B. Training Protocol
Fig. 2: The three-stage training strategy. Stage 1: attribute compression; Stage 2: geometry compression, adopting a teacher model for knowledge distillation; Stage 3: Fine-tune all components by initializing EncoderU and DecoderA from Stage 1, and DecoderG from Stage 2
We adopt a three-stage training approach, as illustrated in Fig. 2. This method consists of an attribute coding stage, a geometry coding stage, and a joint coding stage, each with a dedicated loss function using a Lagrangian loss : R+λD, where R denotes the bit rate, D represents the distortion, and λ serves as the trade-off parameter to balance the two terms.
A.Dataset
For our training dataset, we select ScanNet, as shown in Figure 3, which contains over 1,500 highly detailed 3D indoor scenes.

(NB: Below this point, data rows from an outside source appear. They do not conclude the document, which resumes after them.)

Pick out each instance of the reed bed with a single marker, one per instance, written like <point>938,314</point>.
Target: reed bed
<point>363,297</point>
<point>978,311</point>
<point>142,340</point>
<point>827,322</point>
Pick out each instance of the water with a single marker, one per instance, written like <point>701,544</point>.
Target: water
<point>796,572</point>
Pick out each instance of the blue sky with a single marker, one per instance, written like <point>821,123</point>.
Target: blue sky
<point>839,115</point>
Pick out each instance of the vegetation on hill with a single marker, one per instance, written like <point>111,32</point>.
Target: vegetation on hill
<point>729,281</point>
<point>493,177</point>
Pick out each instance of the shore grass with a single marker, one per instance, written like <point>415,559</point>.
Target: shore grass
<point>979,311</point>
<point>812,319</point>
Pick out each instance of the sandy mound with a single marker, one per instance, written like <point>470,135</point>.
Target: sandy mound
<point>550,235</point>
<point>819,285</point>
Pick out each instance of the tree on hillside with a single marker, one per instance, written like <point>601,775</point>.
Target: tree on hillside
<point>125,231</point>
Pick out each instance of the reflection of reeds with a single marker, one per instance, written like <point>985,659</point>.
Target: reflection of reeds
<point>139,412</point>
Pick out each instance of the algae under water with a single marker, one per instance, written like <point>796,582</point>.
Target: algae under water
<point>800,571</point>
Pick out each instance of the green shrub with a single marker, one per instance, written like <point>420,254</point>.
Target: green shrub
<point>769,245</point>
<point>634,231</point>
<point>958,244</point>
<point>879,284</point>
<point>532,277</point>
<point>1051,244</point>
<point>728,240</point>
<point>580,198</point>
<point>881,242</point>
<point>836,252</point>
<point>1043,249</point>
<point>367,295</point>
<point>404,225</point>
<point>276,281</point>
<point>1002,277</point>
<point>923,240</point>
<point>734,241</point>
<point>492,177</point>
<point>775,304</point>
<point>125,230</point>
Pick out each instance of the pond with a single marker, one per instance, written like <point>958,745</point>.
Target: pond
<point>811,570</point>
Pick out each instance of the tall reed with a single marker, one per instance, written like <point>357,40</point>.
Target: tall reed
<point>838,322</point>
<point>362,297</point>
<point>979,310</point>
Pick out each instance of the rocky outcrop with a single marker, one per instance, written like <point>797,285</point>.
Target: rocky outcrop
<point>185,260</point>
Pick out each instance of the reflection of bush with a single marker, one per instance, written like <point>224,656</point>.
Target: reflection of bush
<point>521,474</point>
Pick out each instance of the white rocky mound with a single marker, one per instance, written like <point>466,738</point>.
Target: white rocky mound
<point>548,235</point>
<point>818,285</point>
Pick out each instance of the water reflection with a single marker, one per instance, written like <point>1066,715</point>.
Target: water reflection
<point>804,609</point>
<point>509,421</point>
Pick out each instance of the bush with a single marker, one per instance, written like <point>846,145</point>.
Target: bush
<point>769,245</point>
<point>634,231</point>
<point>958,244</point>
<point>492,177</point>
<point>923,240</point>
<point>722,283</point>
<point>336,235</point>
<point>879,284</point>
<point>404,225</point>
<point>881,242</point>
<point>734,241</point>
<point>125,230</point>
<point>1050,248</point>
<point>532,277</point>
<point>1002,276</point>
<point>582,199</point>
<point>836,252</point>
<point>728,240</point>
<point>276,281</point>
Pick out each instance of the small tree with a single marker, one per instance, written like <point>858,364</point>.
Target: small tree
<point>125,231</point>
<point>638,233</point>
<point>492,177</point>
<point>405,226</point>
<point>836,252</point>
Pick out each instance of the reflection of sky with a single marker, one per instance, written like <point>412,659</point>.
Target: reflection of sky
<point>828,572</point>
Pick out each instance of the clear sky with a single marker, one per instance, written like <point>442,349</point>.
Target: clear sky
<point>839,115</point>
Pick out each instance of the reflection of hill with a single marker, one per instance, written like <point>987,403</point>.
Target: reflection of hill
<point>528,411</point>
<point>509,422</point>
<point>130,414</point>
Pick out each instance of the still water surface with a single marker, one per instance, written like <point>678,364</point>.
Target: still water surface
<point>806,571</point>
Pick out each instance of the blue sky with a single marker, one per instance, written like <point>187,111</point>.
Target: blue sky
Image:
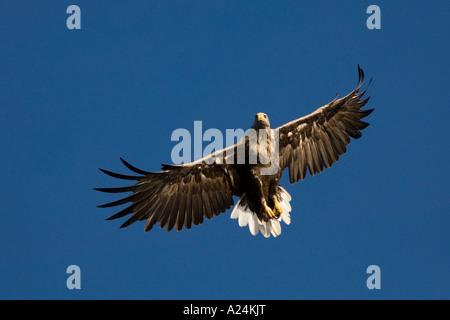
<point>76,100</point>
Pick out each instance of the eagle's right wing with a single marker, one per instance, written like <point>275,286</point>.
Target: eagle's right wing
<point>180,195</point>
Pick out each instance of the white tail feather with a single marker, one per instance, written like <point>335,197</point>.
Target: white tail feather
<point>267,228</point>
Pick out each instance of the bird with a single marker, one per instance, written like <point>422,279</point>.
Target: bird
<point>182,195</point>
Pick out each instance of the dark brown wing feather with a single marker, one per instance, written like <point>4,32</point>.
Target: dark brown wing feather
<point>177,197</point>
<point>317,140</point>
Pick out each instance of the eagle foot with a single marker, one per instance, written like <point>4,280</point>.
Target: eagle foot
<point>276,212</point>
<point>277,209</point>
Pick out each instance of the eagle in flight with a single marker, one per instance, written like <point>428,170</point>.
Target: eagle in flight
<point>182,195</point>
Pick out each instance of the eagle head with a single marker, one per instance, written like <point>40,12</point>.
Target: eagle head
<point>261,121</point>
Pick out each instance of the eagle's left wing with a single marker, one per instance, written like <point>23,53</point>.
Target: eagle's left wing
<point>318,139</point>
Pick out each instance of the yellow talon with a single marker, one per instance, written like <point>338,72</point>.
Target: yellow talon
<point>269,212</point>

To handle GPU memory constraints during training, we divide the original point cloud data into non-overlapping 6-bit-sized cubes in each dimension. From these partitions, 50,000 cubes are used for training. The implementation is carried out using PyTorch and MinkowskiEngine.
For testing, we used two datasets, as shown in Figure 4. The first is 8i Voxelized Full Bodies (8iVFB), including four 10-bit sequences: longdress, loot, redandblack, and soldier. The second is Owlii dynamic human mesh (Owlii), including two 11-bit sequences: basketball_player and dancer.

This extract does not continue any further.